Reprinted with permission from Engineering Times
October Sky:
Yes, It Takes a Rocket Engineer
In 1957, years before Homer Hickam,
Jr., ever became a distinguished engineer at the National Aeronautics and Space
Administration or an established author, he was building rockets with his buddies in an
attempt to escape a nowhere future as a miner in the dying town of Coalwood, West
Virginia. At the age of 14, inspired by the Sputnik launch and Werner von Brauns
Cape Canaveral team, he began exploding and rebuilding rockets until he eventually
captured the gold medal for his efforts at the 1960 National Science Fair. From then on,
he continued to pursue his dream until he was helping to send up the big-time rockets.
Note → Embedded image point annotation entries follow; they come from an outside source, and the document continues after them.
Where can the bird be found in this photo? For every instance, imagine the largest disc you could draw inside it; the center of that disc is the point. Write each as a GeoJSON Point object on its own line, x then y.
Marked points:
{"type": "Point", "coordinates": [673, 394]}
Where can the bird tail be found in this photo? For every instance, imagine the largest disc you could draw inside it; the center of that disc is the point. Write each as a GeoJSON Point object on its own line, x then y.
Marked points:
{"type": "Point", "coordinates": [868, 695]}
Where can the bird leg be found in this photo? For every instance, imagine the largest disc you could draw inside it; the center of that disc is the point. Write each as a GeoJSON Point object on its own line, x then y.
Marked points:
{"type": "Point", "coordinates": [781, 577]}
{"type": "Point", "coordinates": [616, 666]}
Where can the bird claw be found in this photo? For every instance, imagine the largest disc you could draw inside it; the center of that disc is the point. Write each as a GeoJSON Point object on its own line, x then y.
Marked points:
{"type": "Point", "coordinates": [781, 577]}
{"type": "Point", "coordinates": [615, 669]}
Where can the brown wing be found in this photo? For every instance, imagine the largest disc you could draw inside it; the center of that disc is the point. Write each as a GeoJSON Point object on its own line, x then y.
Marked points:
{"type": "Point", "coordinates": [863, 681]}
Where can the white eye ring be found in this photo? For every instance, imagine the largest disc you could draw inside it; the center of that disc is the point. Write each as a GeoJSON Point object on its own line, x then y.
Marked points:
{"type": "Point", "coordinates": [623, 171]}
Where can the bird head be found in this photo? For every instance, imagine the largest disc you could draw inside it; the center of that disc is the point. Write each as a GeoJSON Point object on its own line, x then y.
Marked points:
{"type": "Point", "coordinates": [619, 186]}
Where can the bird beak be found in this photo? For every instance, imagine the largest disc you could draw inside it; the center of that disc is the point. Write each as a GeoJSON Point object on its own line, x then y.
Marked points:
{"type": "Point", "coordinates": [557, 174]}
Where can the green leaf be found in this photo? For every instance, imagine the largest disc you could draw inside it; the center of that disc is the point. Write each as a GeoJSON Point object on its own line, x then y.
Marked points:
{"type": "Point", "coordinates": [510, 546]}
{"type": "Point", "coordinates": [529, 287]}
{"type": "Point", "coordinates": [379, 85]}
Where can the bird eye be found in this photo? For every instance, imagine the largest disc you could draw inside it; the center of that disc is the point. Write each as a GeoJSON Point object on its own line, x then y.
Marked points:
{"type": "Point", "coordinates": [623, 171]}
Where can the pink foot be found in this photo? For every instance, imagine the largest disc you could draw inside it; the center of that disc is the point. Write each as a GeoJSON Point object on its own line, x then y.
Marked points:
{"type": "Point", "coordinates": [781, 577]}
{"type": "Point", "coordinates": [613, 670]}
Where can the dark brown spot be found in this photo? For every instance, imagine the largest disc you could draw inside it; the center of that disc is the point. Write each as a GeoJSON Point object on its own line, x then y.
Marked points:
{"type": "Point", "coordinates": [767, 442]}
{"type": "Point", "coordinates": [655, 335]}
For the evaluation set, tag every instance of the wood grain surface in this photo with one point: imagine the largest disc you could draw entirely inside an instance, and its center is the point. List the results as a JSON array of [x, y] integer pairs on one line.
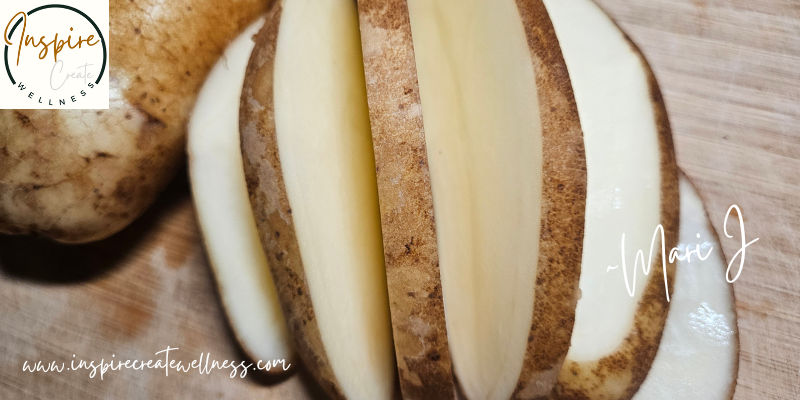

Universal Pictures recently released
the film October Sky, based on Hickams book Rocket Boys: A Memoir,
which chronicles the true story of his high school days of rocket-building and his complex
relationship with his mine-superintendent father. The film stars Jake Gyllenhaal as Homer
Hickam and Laura Dern as a science teacher who encouraged him in building the "Big
Creek Missile Agency."
The film is an inspirational tale that
reminds youth that they can be anything they want to beincluding an engineer. But
Hickam wrote his fellow Big Creek High School alumni of another reason for telling the
rocket boys story: "It was written for all of my generation who had parents who
came out of the Depression and fought World War II and struggled from the day they were
born. It was written for all of us who watched our parents sacrifice in a million ways
every day so that we might have a better life and observed by deed every day how much our
parents loved us but never experienced it through touch or word."